I lack the evidence. I also lack the evidence for most people, any one of which does a lot of good things and a lot of bad things. Which set expresses something essential about the person? At what point can I set back and evaluate the person's inner "essence"?
This is bad enough in secular terms, when you're trying to hire or fire somebody for a job, or evaluate a "candidate for spouse-hood", or the like. But in religious terms, at what point can I judge someone? Should I? Obviously at some point I must make some judgment, but should be it a global judgment ("He's a bad person") or a local judgment ("He's a bad for the position of DA")?
There's also the risk, esp. with kids, but not only with kids, that the judgment will be internalized. If Jake over there made a bunch of mistakes and tries to fix his life, but he's got a big sign around his neck saying "bad person, racist, criminal", he's going to have a lot harder time dealing with society's judgmentalism than his own flaws. If a kid hears that he's "stupid" for the first 3 years of school, or he's "a bad apple", he's likely to act on those judgments.

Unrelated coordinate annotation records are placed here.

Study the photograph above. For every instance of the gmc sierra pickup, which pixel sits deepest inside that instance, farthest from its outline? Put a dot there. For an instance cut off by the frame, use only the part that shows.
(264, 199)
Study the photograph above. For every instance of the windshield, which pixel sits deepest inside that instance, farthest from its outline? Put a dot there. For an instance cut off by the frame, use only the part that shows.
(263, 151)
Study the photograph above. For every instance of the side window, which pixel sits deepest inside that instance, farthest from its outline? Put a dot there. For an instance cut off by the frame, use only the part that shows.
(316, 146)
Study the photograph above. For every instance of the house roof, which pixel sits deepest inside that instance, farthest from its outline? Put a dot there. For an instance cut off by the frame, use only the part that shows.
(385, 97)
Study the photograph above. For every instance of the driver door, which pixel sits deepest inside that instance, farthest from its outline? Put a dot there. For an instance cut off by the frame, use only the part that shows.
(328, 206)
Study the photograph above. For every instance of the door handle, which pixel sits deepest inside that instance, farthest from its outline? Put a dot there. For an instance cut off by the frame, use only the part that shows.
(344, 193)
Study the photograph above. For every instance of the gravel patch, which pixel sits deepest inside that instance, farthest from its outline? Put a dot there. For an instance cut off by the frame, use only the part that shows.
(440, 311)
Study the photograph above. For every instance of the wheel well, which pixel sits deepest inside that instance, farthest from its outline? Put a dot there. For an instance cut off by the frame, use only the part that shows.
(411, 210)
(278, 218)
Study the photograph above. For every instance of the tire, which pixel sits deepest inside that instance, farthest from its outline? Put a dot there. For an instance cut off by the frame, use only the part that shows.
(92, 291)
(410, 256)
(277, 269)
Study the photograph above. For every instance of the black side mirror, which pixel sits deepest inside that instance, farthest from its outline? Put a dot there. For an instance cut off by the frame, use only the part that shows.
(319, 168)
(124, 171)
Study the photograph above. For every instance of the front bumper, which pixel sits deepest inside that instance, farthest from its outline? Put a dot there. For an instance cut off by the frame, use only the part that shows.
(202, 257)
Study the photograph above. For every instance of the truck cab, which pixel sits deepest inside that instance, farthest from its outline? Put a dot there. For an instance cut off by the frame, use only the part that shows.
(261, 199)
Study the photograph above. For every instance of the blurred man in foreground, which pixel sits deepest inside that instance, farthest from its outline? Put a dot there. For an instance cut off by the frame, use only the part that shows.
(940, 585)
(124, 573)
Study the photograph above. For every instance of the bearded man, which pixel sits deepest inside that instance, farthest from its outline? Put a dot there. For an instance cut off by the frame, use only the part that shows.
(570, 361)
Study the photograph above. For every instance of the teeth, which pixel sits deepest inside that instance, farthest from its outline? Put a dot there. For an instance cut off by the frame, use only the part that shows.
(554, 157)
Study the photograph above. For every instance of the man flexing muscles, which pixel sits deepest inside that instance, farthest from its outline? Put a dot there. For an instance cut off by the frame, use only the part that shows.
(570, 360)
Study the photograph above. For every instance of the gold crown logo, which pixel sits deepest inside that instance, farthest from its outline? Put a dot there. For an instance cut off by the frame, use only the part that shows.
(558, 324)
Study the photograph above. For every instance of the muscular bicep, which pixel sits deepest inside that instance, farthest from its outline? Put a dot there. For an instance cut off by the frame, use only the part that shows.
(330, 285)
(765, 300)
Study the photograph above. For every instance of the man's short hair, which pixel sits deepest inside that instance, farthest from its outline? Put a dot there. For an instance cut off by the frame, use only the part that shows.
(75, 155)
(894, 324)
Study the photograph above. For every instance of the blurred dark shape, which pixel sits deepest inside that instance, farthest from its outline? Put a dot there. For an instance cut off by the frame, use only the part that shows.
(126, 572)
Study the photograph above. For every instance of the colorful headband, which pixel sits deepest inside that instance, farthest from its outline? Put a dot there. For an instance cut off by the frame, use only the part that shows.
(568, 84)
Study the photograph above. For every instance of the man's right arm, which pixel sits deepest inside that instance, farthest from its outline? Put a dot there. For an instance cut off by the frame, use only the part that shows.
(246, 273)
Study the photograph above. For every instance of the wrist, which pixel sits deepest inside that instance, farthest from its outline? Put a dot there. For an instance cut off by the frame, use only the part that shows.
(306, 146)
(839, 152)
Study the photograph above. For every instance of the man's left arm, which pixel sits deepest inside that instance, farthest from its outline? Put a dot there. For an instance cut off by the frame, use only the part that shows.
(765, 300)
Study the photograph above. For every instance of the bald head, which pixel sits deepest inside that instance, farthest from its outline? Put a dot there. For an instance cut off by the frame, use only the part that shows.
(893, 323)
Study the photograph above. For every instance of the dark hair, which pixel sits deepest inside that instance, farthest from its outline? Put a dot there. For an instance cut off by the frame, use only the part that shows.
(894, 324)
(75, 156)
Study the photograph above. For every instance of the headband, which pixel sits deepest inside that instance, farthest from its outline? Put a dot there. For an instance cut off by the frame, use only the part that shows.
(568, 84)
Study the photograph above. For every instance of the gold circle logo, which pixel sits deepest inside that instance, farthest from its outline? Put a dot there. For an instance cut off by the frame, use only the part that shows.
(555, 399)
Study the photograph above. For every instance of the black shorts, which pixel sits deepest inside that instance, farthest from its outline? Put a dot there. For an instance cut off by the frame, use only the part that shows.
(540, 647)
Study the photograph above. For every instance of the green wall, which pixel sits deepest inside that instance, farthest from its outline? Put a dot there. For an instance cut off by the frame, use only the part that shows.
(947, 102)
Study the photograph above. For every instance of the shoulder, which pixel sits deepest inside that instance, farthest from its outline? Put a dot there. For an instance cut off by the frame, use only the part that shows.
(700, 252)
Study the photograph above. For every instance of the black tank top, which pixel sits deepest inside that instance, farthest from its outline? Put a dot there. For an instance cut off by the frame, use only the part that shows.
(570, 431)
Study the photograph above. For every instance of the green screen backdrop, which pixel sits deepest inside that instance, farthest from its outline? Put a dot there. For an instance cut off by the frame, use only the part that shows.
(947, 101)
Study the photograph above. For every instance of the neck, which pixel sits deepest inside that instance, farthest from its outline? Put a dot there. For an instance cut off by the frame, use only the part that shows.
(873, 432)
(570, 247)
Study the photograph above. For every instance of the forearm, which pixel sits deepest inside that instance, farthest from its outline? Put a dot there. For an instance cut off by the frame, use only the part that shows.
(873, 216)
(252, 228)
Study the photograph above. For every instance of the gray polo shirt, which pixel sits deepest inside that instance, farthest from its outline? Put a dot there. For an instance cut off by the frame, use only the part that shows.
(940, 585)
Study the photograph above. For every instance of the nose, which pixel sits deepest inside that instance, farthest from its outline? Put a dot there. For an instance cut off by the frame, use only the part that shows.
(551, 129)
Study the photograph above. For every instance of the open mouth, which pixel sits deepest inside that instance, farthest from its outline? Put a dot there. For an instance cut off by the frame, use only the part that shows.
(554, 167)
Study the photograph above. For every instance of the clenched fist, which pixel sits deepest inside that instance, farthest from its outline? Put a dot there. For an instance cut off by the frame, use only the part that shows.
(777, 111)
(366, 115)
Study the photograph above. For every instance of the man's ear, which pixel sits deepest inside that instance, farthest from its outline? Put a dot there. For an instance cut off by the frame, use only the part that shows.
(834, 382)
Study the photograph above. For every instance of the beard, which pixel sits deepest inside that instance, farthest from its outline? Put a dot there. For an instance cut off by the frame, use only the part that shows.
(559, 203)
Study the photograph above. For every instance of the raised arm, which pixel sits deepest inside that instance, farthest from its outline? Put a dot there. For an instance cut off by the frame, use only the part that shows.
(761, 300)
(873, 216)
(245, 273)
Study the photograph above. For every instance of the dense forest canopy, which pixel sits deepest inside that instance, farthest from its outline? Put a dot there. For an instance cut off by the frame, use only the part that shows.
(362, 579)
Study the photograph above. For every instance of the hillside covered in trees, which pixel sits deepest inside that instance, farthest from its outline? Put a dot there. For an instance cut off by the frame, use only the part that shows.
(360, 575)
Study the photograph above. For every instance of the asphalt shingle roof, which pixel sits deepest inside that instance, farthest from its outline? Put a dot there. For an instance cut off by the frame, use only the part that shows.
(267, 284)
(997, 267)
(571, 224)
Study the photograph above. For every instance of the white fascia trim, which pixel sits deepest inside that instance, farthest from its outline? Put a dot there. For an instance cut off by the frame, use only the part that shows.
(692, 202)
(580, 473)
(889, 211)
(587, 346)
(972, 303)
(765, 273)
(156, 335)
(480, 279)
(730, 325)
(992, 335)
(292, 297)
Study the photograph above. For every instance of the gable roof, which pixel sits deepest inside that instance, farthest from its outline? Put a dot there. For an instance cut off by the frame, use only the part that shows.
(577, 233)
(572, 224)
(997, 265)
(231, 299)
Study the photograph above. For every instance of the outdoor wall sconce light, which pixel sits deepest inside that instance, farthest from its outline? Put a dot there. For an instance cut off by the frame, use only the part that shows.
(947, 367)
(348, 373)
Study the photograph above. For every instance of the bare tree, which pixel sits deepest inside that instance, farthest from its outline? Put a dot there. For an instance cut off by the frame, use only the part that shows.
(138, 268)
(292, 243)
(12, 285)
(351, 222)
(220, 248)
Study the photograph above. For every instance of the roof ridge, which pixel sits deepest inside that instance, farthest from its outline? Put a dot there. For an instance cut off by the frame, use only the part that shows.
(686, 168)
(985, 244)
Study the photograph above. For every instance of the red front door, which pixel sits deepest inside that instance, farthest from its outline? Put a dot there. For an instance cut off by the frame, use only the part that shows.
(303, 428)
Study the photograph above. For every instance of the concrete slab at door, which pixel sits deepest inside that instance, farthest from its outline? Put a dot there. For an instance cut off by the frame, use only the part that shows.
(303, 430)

For Hitler and Stalin, Mao and Bundy, McVeigh and many others, it gets harder. It's easier to label somebody with an across-the-board judgment when they're dead or thoroughly dehumanized (which is one of the results), because it's not likely to affect their behavior in the least. But having read up on Stalin, I find that he wasn't all bad. He was certainly twisted and warped, to be sure, and confused good behavior with very bad behavior (which I consider part of my personal definition of "evil"). But for secular purposes, calling Stalin a "bad person" fits well enough; for purposes of judgment to hell-fire or whatever the divine retribution is, I'll leave that aside as irrelevant.